Wastes of Physicians Time
  1. Not being present during rounds. This looks bad for you, your supervisor, and department. It looks like you do not care, or do not have anything to provide. Additionally, it frustrates the physician when you have to page/call them so they can clarify an order which you missed due to your truancy.
  2. Do not let Nursing present the ventilator data. You are the respiratory therapist, why is the nurse reporting on the patient ventilator assessment? It is like you reporting on the patients bowel function.
  3. Do not simply state what are the current ventilator settings. Who cares (unless there was a huge deviation or change). The physician probably already knows the settings from the chart or electronic medical record. Also, who needs you just to recite ventilator settings, a nurse could do this.  
  4. Not being engaged. Yes, you showed up however, you need to express your plan or goals for the day on each patient your providing care to. You will notice this from your colleagues (pharmacy & physical therapy) they have no problem expressing concerns or presenting goals/plans to the attending physician. 
Making yourself a valuable resource

  1. Be prepared. Know what time rounds are and make sure you can attend them. If you have too much work outside of the ICU, ask your supervisor for help (they should know the importance of rounds). If they volunteer to participate in rounds for you, ask them to do your floor treatments instead. You are the one that needs to be present for both being seen as a resource and also rounds contribute to your learning. 
  2. Know the patient. Why is this patient on the ventilator today (which is different from why MV was initiated)?, What phase of MV are they in? Acute phase? Weaning phase? Are they performing spontaneous breathing trials (SBT')? Did they pass an SBT? Why did they fail a SBT?
  3. Know your protocols. Based on your protocols can you initiate anything before rounds.
  4. Take the initiative. If you have protocols do what you can before rounds, decrease FiO2, decrease PEEP, perform a medication assessment, perform a SBT, and provide the results during rounds. This makes you look like a rock star. 
  5. Know the specific goals for each patient. These should be based on your patient assessments and your protocols. Below (image 2) is example of what I created for my staff.
Image 2: RT Patient assessment for physician rounds.

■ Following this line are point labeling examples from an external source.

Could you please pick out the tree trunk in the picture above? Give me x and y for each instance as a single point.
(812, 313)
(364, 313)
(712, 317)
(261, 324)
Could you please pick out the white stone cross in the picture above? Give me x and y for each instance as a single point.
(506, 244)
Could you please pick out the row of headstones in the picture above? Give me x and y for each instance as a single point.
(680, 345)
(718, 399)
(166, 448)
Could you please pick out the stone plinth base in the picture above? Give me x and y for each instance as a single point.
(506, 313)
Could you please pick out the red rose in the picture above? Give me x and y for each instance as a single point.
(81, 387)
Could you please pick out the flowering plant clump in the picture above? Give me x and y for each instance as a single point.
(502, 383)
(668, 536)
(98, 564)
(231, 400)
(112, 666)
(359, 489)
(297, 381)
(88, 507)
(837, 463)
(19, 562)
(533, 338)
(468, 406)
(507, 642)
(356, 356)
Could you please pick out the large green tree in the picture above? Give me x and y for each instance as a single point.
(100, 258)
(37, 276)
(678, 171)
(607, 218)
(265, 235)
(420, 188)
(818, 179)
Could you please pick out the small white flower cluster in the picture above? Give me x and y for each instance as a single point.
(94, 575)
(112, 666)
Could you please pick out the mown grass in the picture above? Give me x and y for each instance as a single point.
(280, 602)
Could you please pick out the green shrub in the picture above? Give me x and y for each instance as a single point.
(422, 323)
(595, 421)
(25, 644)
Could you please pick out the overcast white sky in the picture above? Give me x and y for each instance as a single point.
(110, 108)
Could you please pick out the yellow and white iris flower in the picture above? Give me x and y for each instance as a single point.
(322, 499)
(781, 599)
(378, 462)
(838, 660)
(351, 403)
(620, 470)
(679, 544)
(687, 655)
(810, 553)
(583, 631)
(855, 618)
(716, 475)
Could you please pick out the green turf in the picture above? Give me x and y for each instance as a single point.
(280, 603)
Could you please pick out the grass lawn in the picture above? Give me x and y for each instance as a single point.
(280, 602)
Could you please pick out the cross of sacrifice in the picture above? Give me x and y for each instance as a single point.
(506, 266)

This is an example of goal directed therapy, which was based on our protocols. The staff RT would use this form, assess the patient and see if the patient could progress. This form was also used for documentation, physician rounds, and shift reports. It provided a goal plan for each patient. 

6. Be a good wing-man. Sometimes at teaching institutions the pulmonary fellow, surgical fellow, or surgical resident will present to the attending.  Please, share the information with them 
in regards to assessment, plans, and goals. This will make them look good and you will have gained an ally.